O Supremo Tribunal Federal realizará audiência pública sobre o programa "Mais Médicos" nos dias 25 e 26 de novembro.

 

A audiência foi designada pelo Ministro Marco Aurélio, com a finalidade de analisar as vantagens e desvantagens da política pública formulada.

 

Devemos ficar atentos porque a inclusão de profissionais no nosso país é fato que pode gerar consequências em todas as esferas do direito, v.g; exercício ilegal da profissão.

 

Em caso de lesões corporais ou morte, por imperícia, quem será responsabilizado e de que forma?

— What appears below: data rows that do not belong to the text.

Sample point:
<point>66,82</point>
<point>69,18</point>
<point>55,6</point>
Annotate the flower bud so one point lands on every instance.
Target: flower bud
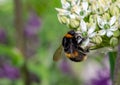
<point>63,19</point>
<point>113,41</point>
<point>106,16</point>
<point>93,18</point>
<point>97,39</point>
<point>74,23</point>
<point>116,33</point>
<point>114,10</point>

Ao que se soube, alguns médicos não receberão o salário diretamente do governo brasileiro, bem como, nenhum deles realizará o exame de revalidação do diploma, como se exige em todos os países sérios do mundo.

 

Por fim, deixo uma pergunta: Se a medicina estrangeira é de qualidade indiscutível, a ponto de se "abrir mão" do exame de revalidação, das regras legais, por que a maioria dos parlamentares brasileiros e chefes do executivo não procuram tratamento naqueles países? Gostaria que alguém respondesse minha indagação.